Murugesan noted that he had no idea on composing music that appeals to the masses and being a bilingual, it was further difficult to connect to audience with two distinct linguistic sensibilities. However, he added that Puthren entrusted him on the process and provided him freedom. Through the film, he shared a rapport with Shabareesh Varma, one of the cast members, to understand and develop the musical landscape. Murugesan worked for four years on developing the album, admitting that "I had my space and freedom while doing songs for Neram and that was seen in the output". All the songs were performed and penned by relatively new singers, along with popular singers Ranjith, Benny Dayal and Haricharan, also performing for some of the tracks.

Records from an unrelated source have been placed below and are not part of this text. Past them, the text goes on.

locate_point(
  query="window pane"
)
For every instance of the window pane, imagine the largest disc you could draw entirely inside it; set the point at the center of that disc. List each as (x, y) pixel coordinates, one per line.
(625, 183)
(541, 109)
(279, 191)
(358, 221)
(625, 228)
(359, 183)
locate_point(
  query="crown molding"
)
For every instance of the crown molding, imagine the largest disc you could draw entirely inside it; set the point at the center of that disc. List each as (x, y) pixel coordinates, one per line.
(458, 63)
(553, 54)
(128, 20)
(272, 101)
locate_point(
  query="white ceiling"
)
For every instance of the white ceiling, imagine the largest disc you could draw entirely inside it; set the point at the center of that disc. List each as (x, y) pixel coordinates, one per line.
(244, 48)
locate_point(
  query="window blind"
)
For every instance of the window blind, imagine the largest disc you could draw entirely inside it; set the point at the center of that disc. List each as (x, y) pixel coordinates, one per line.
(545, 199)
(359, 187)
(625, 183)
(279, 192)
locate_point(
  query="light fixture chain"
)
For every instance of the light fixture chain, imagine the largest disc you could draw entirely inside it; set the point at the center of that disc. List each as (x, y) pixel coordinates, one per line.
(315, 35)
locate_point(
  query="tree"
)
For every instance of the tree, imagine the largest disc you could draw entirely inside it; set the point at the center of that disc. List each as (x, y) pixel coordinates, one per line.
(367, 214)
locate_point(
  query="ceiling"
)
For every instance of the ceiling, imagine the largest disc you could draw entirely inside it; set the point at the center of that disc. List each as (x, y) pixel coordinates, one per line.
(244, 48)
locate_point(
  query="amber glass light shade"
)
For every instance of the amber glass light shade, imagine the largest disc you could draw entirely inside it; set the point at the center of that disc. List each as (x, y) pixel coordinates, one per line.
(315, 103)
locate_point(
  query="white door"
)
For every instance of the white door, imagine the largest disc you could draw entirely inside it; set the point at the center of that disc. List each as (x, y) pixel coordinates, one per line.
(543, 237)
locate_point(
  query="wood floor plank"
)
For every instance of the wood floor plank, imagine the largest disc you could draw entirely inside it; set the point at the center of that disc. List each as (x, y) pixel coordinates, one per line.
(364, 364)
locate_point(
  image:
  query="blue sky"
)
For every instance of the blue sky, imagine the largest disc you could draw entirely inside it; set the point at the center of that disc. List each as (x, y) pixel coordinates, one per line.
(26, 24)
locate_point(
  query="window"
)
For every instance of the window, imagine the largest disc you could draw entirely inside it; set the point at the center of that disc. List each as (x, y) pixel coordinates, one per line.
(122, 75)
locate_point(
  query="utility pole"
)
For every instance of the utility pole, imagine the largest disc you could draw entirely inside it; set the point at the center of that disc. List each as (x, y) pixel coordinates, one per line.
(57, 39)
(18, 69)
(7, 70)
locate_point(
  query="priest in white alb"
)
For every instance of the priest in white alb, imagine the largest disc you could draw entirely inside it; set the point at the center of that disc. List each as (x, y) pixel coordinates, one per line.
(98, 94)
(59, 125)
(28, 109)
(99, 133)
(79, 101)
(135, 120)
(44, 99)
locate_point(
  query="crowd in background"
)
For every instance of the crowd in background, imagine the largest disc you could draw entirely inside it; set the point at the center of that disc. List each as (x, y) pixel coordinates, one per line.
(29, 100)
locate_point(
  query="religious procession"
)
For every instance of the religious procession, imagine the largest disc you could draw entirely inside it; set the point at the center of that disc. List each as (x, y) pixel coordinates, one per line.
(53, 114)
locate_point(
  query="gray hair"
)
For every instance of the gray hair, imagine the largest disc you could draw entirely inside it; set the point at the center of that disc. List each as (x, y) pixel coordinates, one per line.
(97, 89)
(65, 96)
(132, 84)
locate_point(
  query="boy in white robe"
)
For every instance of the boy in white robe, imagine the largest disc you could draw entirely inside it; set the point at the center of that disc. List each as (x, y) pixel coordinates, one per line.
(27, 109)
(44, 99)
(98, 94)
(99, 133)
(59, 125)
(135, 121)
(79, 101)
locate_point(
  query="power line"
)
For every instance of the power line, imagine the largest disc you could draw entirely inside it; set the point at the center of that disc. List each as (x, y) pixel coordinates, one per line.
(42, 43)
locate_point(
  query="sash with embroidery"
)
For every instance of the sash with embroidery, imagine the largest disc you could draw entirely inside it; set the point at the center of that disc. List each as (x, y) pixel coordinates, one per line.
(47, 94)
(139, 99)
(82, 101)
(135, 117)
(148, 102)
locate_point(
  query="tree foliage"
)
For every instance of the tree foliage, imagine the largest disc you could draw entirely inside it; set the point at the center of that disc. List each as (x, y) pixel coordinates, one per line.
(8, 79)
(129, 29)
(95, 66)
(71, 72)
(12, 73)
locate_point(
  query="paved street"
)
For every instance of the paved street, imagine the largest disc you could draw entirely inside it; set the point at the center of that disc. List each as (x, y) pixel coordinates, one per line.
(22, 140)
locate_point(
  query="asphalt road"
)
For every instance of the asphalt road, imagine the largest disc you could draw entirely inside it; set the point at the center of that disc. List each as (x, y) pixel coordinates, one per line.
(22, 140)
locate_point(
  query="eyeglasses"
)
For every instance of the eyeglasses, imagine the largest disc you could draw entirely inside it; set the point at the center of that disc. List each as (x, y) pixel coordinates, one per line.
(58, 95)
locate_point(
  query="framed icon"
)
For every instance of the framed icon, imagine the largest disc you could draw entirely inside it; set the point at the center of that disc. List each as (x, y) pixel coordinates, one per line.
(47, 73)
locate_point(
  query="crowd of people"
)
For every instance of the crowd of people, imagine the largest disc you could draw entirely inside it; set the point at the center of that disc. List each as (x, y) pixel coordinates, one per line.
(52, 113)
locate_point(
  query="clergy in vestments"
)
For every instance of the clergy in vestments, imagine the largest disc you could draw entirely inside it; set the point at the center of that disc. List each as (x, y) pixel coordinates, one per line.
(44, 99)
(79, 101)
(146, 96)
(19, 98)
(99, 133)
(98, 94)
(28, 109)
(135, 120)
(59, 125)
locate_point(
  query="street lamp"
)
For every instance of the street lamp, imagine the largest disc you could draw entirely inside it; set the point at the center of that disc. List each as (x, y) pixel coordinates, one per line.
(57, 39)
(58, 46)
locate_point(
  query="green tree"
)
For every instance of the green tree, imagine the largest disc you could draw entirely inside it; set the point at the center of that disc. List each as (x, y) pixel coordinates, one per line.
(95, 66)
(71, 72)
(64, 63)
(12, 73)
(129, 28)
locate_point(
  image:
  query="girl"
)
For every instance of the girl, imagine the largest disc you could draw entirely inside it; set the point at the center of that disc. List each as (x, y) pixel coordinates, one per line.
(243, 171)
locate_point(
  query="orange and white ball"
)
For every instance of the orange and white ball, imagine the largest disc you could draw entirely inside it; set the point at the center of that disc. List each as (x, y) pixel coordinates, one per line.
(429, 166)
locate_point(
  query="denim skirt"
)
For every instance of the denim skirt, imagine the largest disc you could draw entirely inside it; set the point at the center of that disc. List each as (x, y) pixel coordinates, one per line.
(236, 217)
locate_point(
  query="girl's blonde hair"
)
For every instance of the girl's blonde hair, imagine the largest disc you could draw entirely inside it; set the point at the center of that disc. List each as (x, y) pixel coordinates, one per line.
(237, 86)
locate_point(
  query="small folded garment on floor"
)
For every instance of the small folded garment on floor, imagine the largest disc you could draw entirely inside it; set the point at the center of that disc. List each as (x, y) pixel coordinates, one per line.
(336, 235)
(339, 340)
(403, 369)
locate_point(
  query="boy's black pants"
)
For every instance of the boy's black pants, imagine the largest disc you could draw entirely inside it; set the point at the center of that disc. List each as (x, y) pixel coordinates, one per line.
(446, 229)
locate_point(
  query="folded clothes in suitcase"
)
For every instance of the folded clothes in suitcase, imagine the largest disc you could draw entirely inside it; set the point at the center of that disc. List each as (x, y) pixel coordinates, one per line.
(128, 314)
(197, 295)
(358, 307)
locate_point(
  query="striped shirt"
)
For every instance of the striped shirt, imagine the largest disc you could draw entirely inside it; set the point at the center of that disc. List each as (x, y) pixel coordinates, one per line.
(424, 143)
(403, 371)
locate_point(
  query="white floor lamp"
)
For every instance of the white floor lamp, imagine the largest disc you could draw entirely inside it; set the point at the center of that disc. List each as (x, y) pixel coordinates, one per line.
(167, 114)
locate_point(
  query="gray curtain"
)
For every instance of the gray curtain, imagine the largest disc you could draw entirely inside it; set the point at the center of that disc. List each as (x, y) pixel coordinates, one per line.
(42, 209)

The film featured a promotional song "Pistah" which was written and performed by Shabareesh Varma. The gibberish lyrics of the song were taken from a comedy sequence from Sathyan Anthikkad's film Kinnaram (1983), featuring Jagathy Sreekumar. Nivin Pauly stated that the song was a tribute to Sreekumar, who had met with an accident just over a year before its release. Murugesan further adapted Ludwig van Beethoven's piano composition Für Elise as "Thiruttu Isai" and "Moshanam" for both the Tamil and Malayalam versions and eventually subtitled as "Beethoven Resurrected".

== Release ==
"Pistah" was released as a promotional video song aired live through music channels and uploaded to video platforms on 29 March 2013 and went viral after its release. The film's soundtrack was launched in both Tamil and Malayalam versions on 3 May 2013 by the Think Music label. The launch of the Tamil album, coincided with an event held at Sathyam Cinemas in Chennai, with the album being unveiled by the film's presenter Udhayanidhi Stalin and music director Anirudh Ravichander, along with the cast and crew.

== Track listing ==

Malayalam
| No. | Title | Lyrics | Singer(s) | Length |
|---|---|---|---|---|
| 1. | "Neram Theme" | Alphonse Puthren, Pradeep Palarr | Alphonse Puthren | 2:45 |
| 2. | "Vaathil Melle" | Santhosh Varma | Sachin Warrier | 4:40 |
| 3. | "Thaka Thaka" | Santhosh Varma | Shabareesh Varma | 3:40 |
| 4. | "The Phone Booth" | Vijay Joseph | Vijay Joseph | 2:41 |
| 5. | "Njan Uyarnu Pokum" | Santhosh Varma | Ranjith | 2:58 |
| 6. | "Moshanam" (Beethoven Resurrected) | — | — | 2:35 |
| 7. | "Pistah" | Shabareesh Varma, Jagathy Sreekumar | Shabareesh Varma, Krishna Sankar | 2:26 |
| Total length: |  |  |  | 21:50 |

Tamil
| No. | Title | Lyrics | Artist(s) | Length |
|---|---|---|---|---|
| 1. | "Neram Theme" | Alphonse Puthren, Pradeep Palarr | Alphonse Puthren | 2:40 |
| 2. | "Kadhal Ennulle" | Velmurugan | Ranjith | 4:41 |
| 3. | "Evan Avan" | Na. Muthukumar | Benny Dayal | 3:40 |
| 4. | "The Phone Booth" | Vijay Joseph | Vijay Joseph | 2:43 |
| 5. | "Kaatru Veesum" | Haricharan | Haricharan | 2:58 |
| 6. | "Thiruttu Isai" (Beethoven Resurrected) | — | — | 2:35 |
| 7. | "Pistah" | Shabareesh Varma, Jagathy Sreekumar | Shabareesh Varma | 2:26 |
| Total length: |  |  |  | 21:48 |

== Reception ==
The Times of India gave a statement "The eclectic background score by Rajesh Murugesan adds pep to the movie, as does the use of "Pistah" in the action sequences." A reviewer at Business Standard added that "[the] music by debutant Rajesh Murugesan also gives us a cinematic experience worth every buck." Sify wrote "The music and background score of Rajesh Murugesan is peppy and the Pista track in the end credits has been used well."

== Legacy ==
The song "Pistah" was featured as the promo song for the 9th edition of the Indian Premier League held in 2016.